Cette dame a une tante âgée qui est religieuse. Celle-ci avoua à sa nièce qu’elle se sentait “très découragée à cause de l’attitude des gens à l’égard du clergé”. Depuis quelques années, elle sent de la part du public une hostilité croissante qui se manifeste même dans de petites choses. Elle remarque, par exemple, que lorsqu’elle utilise les transports publics, on lui offre rarement une place assise, bien qu’elle soit âgée et en même temps religieuse. Dans le temps, on n’aurait jamais admis qu’une religieuse reste debout.

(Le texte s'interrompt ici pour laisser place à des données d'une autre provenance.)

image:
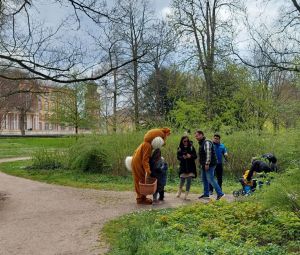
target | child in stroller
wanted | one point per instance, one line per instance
(260, 166)
(249, 186)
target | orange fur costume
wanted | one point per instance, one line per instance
(140, 160)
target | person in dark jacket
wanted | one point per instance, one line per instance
(158, 169)
(186, 154)
(208, 162)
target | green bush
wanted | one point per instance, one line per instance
(48, 159)
(284, 192)
(213, 228)
(88, 155)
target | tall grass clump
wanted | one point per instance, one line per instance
(213, 228)
(88, 154)
(48, 159)
(283, 193)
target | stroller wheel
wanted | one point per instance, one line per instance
(236, 193)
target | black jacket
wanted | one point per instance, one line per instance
(187, 165)
(202, 153)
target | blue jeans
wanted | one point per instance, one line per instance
(208, 177)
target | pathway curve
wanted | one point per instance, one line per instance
(43, 219)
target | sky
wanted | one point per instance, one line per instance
(47, 11)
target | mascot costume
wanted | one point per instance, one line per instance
(139, 162)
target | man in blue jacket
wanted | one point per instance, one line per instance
(221, 152)
(208, 161)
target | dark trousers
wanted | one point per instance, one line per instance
(219, 175)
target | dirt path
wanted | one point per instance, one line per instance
(41, 219)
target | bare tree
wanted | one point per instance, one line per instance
(279, 44)
(137, 21)
(202, 22)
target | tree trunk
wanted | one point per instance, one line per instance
(22, 122)
(115, 102)
(135, 93)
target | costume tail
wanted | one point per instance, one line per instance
(128, 165)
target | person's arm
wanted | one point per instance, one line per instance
(147, 149)
(225, 154)
(207, 149)
(253, 169)
(179, 154)
(193, 153)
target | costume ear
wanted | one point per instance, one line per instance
(157, 142)
(128, 165)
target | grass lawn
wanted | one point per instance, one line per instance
(95, 181)
(21, 147)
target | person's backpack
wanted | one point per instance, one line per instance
(272, 160)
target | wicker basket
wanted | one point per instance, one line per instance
(149, 186)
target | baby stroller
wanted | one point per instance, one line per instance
(248, 187)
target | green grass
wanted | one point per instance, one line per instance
(92, 180)
(21, 147)
(249, 226)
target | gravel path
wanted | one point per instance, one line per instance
(41, 219)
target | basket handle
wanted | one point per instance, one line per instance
(146, 175)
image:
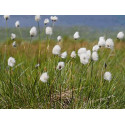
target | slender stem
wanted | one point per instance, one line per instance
(91, 68)
(7, 35)
(4, 57)
(30, 39)
(38, 29)
(60, 96)
(20, 32)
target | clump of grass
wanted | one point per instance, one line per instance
(73, 87)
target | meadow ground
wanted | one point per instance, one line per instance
(76, 86)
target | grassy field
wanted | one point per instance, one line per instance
(72, 87)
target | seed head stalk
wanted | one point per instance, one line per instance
(7, 33)
(38, 30)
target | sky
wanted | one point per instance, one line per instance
(98, 21)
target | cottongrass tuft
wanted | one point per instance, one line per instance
(37, 18)
(13, 36)
(11, 61)
(46, 21)
(76, 35)
(95, 48)
(56, 50)
(81, 51)
(109, 43)
(44, 77)
(60, 65)
(64, 55)
(73, 54)
(14, 44)
(120, 35)
(17, 24)
(54, 18)
(59, 38)
(33, 31)
(49, 31)
(108, 76)
(101, 42)
(84, 58)
(6, 17)
(95, 56)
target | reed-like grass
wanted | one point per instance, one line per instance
(72, 87)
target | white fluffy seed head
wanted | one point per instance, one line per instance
(60, 65)
(84, 58)
(59, 38)
(101, 42)
(33, 31)
(37, 18)
(46, 21)
(88, 54)
(13, 36)
(64, 55)
(109, 43)
(49, 31)
(14, 44)
(81, 51)
(120, 35)
(17, 24)
(44, 77)
(54, 18)
(94, 56)
(95, 48)
(6, 17)
(73, 54)
(37, 65)
(56, 50)
(108, 76)
(11, 62)
(76, 35)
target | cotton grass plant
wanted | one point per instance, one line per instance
(90, 75)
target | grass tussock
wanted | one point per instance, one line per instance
(72, 87)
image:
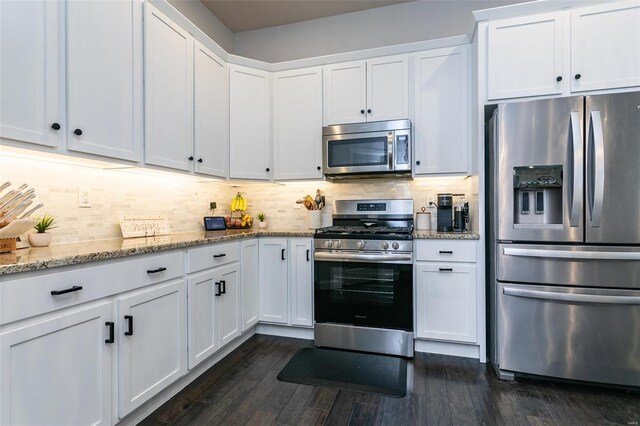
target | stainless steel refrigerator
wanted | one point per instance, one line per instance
(563, 185)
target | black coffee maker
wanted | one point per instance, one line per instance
(460, 213)
(445, 204)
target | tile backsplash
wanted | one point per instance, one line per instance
(185, 199)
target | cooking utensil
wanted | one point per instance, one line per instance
(30, 212)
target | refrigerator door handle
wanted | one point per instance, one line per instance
(568, 254)
(597, 183)
(569, 297)
(578, 172)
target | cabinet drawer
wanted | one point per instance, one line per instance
(446, 251)
(26, 297)
(212, 256)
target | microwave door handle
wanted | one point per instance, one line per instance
(390, 150)
(578, 174)
(597, 182)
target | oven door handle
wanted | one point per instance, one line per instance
(325, 256)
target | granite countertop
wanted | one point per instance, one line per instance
(436, 235)
(33, 259)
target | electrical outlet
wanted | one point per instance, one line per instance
(84, 197)
(431, 201)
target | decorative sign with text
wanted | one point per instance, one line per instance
(144, 226)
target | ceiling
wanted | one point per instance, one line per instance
(247, 15)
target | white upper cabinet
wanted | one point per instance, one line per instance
(104, 74)
(32, 72)
(297, 124)
(249, 129)
(345, 93)
(388, 88)
(525, 56)
(441, 131)
(211, 154)
(372, 90)
(605, 46)
(168, 92)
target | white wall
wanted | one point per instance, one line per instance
(384, 26)
(202, 17)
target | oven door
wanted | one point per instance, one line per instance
(368, 294)
(358, 153)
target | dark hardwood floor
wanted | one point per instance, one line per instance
(442, 390)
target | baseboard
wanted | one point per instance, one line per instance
(447, 348)
(153, 404)
(285, 331)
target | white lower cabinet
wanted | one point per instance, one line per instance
(214, 299)
(250, 276)
(58, 371)
(446, 301)
(152, 329)
(286, 285)
(446, 291)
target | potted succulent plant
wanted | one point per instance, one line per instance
(262, 223)
(41, 238)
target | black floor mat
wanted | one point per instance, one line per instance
(384, 375)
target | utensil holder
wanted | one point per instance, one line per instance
(314, 219)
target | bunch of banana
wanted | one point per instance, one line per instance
(238, 203)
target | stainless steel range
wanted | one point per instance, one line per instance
(363, 288)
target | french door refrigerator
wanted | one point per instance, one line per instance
(564, 238)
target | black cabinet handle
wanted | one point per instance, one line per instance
(67, 290)
(111, 338)
(129, 319)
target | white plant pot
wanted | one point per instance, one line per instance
(39, 239)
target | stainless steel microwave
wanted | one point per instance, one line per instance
(366, 149)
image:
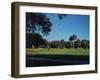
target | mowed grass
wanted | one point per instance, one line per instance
(56, 51)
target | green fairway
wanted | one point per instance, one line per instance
(55, 51)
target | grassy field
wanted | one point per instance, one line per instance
(55, 51)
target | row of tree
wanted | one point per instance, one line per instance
(39, 25)
(37, 41)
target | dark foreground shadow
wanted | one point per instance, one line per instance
(55, 60)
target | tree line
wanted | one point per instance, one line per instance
(38, 42)
(39, 25)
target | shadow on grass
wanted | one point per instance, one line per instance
(55, 60)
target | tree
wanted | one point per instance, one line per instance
(77, 43)
(68, 44)
(37, 25)
(85, 44)
(62, 43)
(72, 39)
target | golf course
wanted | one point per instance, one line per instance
(56, 56)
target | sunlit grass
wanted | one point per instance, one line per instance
(57, 51)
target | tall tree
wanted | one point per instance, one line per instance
(72, 39)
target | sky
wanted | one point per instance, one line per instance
(69, 25)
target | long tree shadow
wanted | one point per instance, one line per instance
(55, 60)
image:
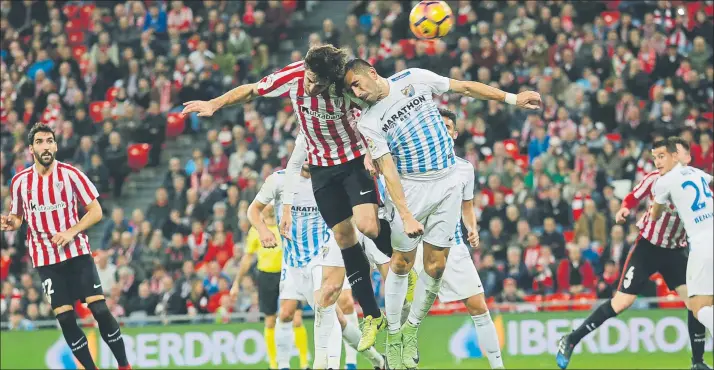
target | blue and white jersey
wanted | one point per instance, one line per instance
(688, 189)
(309, 230)
(407, 124)
(466, 173)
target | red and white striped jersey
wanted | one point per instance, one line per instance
(49, 205)
(668, 230)
(327, 120)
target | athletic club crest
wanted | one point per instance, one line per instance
(408, 91)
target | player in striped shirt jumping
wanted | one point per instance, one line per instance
(343, 187)
(408, 139)
(46, 196)
(310, 250)
(660, 247)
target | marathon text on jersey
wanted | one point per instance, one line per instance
(404, 112)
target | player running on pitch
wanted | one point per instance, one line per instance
(461, 281)
(660, 247)
(689, 190)
(408, 140)
(46, 195)
(308, 253)
(343, 187)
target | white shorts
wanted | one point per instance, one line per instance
(301, 283)
(460, 280)
(700, 277)
(434, 203)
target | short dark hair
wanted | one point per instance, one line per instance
(678, 140)
(39, 127)
(448, 114)
(667, 144)
(357, 65)
(327, 62)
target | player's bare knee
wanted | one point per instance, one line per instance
(401, 263)
(622, 301)
(476, 305)
(346, 302)
(62, 309)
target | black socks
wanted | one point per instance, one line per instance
(76, 339)
(358, 274)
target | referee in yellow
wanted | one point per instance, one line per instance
(269, 268)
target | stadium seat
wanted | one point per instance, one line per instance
(95, 110)
(75, 37)
(111, 94)
(535, 299)
(70, 11)
(569, 236)
(610, 17)
(78, 52)
(138, 156)
(175, 125)
(557, 302)
(511, 147)
(584, 301)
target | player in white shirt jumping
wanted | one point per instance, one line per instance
(689, 191)
(461, 281)
(309, 251)
(409, 142)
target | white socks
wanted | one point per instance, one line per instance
(395, 290)
(706, 317)
(351, 335)
(424, 295)
(325, 321)
(283, 342)
(488, 338)
(350, 352)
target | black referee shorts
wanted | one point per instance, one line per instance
(646, 259)
(340, 187)
(268, 292)
(68, 281)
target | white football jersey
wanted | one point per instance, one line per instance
(688, 190)
(407, 124)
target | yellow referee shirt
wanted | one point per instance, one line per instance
(269, 259)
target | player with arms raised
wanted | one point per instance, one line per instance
(689, 190)
(343, 187)
(46, 195)
(659, 248)
(407, 137)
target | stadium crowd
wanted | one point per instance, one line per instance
(614, 76)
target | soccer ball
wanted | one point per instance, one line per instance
(431, 19)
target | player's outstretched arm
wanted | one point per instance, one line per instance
(394, 186)
(239, 95)
(526, 99)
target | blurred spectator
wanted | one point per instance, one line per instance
(575, 275)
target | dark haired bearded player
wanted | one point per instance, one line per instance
(337, 157)
(46, 195)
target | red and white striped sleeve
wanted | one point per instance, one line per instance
(641, 191)
(277, 84)
(16, 196)
(82, 186)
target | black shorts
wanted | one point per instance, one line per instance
(646, 259)
(268, 292)
(339, 188)
(68, 281)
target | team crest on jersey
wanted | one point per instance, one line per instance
(408, 91)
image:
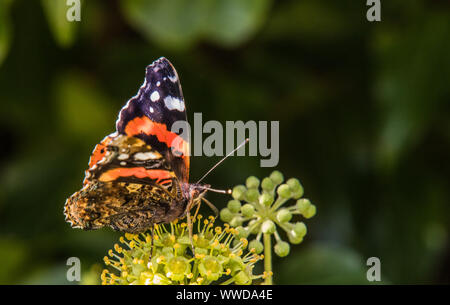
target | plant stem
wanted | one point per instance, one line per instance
(267, 259)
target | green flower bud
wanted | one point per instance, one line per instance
(177, 268)
(234, 206)
(242, 232)
(267, 184)
(248, 210)
(268, 227)
(310, 212)
(276, 177)
(236, 221)
(284, 215)
(284, 191)
(211, 268)
(252, 195)
(294, 239)
(296, 188)
(252, 182)
(266, 199)
(282, 248)
(299, 229)
(239, 192)
(257, 245)
(241, 278)
(255, 229)
(303, 205)
(226, 215)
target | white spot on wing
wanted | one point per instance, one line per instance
(154, 96)
(173, 79)
(123, 156)
(173, 103)
(146, 156)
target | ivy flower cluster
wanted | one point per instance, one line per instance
(255, 210)
(220, 257)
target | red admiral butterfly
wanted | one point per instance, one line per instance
(138, 176)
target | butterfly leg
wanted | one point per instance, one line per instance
(189, 221)
(198, 208)
(152, 230)
(212, 206)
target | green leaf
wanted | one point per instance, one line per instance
(178, 24)
(410, 91)
(84, 110)
(323, 264)
(62, 29)
(171, 23)
(232, 22)
(5, 28)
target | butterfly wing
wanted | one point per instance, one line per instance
(134, 174)
(129, 186)
(152, 113)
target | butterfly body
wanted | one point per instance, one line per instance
(138, 176)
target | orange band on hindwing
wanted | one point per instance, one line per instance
(138, 172)
(146, 126)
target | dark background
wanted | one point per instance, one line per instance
(363, 110)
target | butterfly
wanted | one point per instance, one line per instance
(138, 176)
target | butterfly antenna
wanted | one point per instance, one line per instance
(223, 159)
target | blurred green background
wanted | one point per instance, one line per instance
(363, 110)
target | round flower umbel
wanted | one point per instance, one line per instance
(220, 257)
(258, 209)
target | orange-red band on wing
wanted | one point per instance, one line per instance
(99, 151)
(176, 143)
(145, 125)
(138, 172)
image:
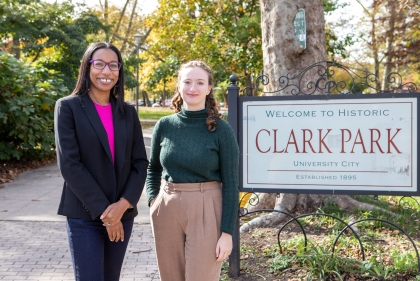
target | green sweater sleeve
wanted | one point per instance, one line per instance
(154, 170)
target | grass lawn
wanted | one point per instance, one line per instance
(154, 112)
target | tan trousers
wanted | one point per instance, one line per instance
(186, 221)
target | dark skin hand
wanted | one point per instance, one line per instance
(111, 219)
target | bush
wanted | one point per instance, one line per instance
(28, 95)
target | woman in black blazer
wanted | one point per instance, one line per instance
(101, 155)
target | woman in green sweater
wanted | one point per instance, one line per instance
(193, 153)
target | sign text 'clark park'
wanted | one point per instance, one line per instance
(360, 145)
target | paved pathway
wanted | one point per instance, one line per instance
(33, 239)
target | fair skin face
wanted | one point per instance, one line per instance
(194, 86)
(102, 81)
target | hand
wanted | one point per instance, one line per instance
(111, 219)
(224, 246)
(152, 201)
(115, 232)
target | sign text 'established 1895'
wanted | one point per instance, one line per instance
(335, 145)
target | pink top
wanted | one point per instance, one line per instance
(105, 113)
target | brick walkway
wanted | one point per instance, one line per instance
(39, 251)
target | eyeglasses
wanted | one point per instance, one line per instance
(100, 64)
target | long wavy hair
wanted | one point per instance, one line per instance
(83, 80)
(210, 103)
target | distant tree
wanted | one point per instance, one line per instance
(225, 34)
(53, 35)
(393, 38)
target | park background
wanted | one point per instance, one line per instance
(42, 43)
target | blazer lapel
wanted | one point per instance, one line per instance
(120, 137)
(93, 116)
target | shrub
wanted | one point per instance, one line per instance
(28, 94)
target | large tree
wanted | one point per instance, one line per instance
(284, 57)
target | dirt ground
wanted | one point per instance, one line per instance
(255, 265)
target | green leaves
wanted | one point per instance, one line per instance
(26, 108)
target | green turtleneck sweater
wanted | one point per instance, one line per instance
(183, 150)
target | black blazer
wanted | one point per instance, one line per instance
(91, 181)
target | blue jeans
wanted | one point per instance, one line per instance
(95, 257)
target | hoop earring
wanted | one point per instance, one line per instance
(87, 84)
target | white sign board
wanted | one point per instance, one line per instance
(335, 144)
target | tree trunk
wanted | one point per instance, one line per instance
(282, 53)
(106, 10)
(16, 46)
(128, 32)
(390, 42)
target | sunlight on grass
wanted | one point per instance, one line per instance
(154, 112)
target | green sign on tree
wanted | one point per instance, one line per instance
(299, 25)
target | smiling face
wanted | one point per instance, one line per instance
(194, 86)
(102, 81)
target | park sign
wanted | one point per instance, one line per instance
(344, 144)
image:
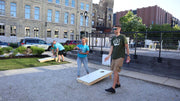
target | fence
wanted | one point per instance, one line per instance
(153, 40)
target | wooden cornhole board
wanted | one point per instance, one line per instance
(47, 59)
(94, 77)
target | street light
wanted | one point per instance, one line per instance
(85, 16)
(146, 33)
(45, 31)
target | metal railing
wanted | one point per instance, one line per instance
(156, 40)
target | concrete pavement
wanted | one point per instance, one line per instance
(146, 77)
(58, 83)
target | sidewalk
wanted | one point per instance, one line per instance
(141, 76)
(173, 54)
(58, 83)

Elle déclara aussi : “Ce n’est pas toujours très agréable d’être un représentant du clergé catholique.”
Évidemment, de nombreux Argentins assistent encore aux offices et donnent leur appui à l’Église, mais de plus en plus de gens abandonnent celle-ci. Un nombre croissant se montrent disposés à parler de la Bible avec les témoins de Jéhovah quand ceux-ci leur rendent visite dans le cadre de leur œuvre d’éducation biblique. Mieux encore, beaucoup d’Argentins écoutent attentivement la bonne nouvelle et profitent du cours biblique que les témoins donnent gratuitement à domicile.
Sans aucun doute, en Argentine, l’Église catholique connaît de graves ennuis. Ceux-ci ne sont qu’un exemple toutefois des problèmes qu’elle doit affronter dans le monde entier. Partout on met en doute ses doctrines, ses méthodes d’organisation et son attitude à l’égard des questions politiques et sociales. Ses difficultés viennent non seulement de l’extérieur, des non-catholiques, mais, chose plus grave encore, de l’intérieur, du clergé et des fidèles eux-mêmes.